CATALYST-The Center for the Advancement of Team Science, Analytics, and Systems Thinking, College of Medicine, The Ohio State University, Columbus, Ohio, United States.
Department of Biomedical Informatics, College of Medicine, Institute for Behavioral Medicine Research, The Ohio State University, Columbus, Ohio, United States.
Appl Clin Inform. 2021 Mar;12(2):208-221. doi: 10.1055/s-0041-1723989. Epub 2021 Apr 14.
In the United States, all 50 state governments deployed publicly viewable dashboards regarding the novel coronavirus disease 2019 (COVID-19) to track and respond to the pandemic. States dashboards, however, reflect idiosyncratic design practices based on their content, function, and visual design and platform. There has been little guidance for what state dashboards should look like or contain, leading to significant variation.
The primary objective of our study was to catalog how information, system function, and user interface were deployed across the COVID-19 state dashboards. Our secondary objective was to group and characterize the dashboards based on the information we collected using clustering analysis.

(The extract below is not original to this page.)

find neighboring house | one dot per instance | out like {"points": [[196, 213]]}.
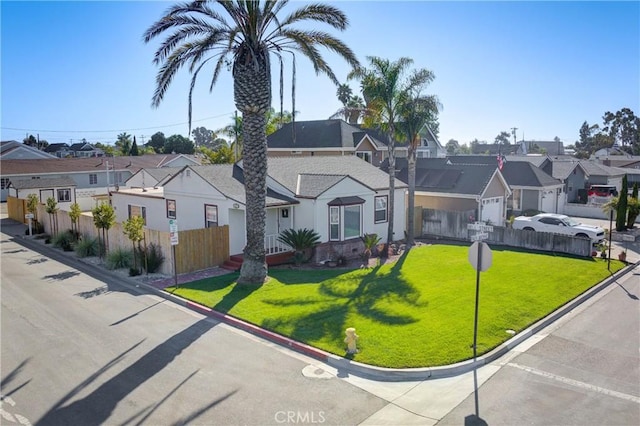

For preliminary data collection, we developed a framework to first analyze two dashboards as a group and reach agreement on coding. We subsequently doubled coded the remaining 48 dashboards using the framework and reviewed the coding to reach total consensus.
All state dashboards included maps and graphs, most frequently line charts, bar charts, and histograms. The most represented metrics were total deaths, total cases, new cases, laboratory tests, and hospitalization. Decisions on how metrics were aggregated and stratified greatly varied across dashboards. Overall, the dashboards were very interactive with 96% having at least some functionality including tooltips, zooming, or exporting capabilities. For visual design and platform, we noted that the software was dominated by a few major organizations. Our cluster analysis yielded a six-cluster solution, and each cluster provided additional insights about how groups of states engaged in specific practices in dashboard design.
Our study indicates that states engaged in dashboard practices that generally aligned with many of the goals set forth by the Centers for Disease Control and Prevention, Essential Public Health Services. We highlight areas where states fall short of these expectations and provide specific design recommendations to address these gaps.
在美国,所有 50 个州政府都部署了公开可见的新冠病毒疾病 2019(COVID-19)仪表盘,以跟踪和应对大流行。然而,各州的仪表盘反映了基于其内容、功能和视觉设计以及平台的独特设计实践。对于州仪表盘应该是什么样子或包含哪些内容,几乎没有什么指导,因此存在很大的差异。
我们研究的主要目的是编制一份目录,说明信息、系统功能和用户界面在 COVID-19 州仪表盘上的部署情况。我们的次要目的是使用聚类分析根据我们收集的信息对仪表盘进行分组和特征描述。
在初步数据收集过程中,我们开发了一个框架,首先对两个仪表盘进行分组分析,并就编码达成一致。随后,我们使用该框架对其余 48 个仪表盘进行了双重编码,并对编码进行了审查,以达成完全共识。
所有州的仪表盘都包括地图和图表,最常见的是折线图、柱状图和直方图。最常代表的指标是总死亡人数、总病例数、新病例数、实验室检测和住院治疗。如何汇总和分层处理指标的决策在仪表盘之间存在很大差异。总体而言,这些仪表盘非常具有交互性,96%的仪表盘至少具有一些功能,包括工具提示、缩放或导出功能。在视觉设计和平台方面,我们注意到软件主要由几个主要组织主导。我们的聚类分析产生了一个六聚类解决方案,每个聚类都提供了有关州群体如何在仪表盘设计中采用特定实践的更多见解。
我们的研究表明,各州在仪表盘实践中普遍符合疾病控制与预防中心(Centers for Disease Control and Prevention)设定的许多目标,这些目标是基本公共卫生服务的一部分。我们强调了各州未能达到这些期望的领域,并提供了具体的设计建议来解决这些差距。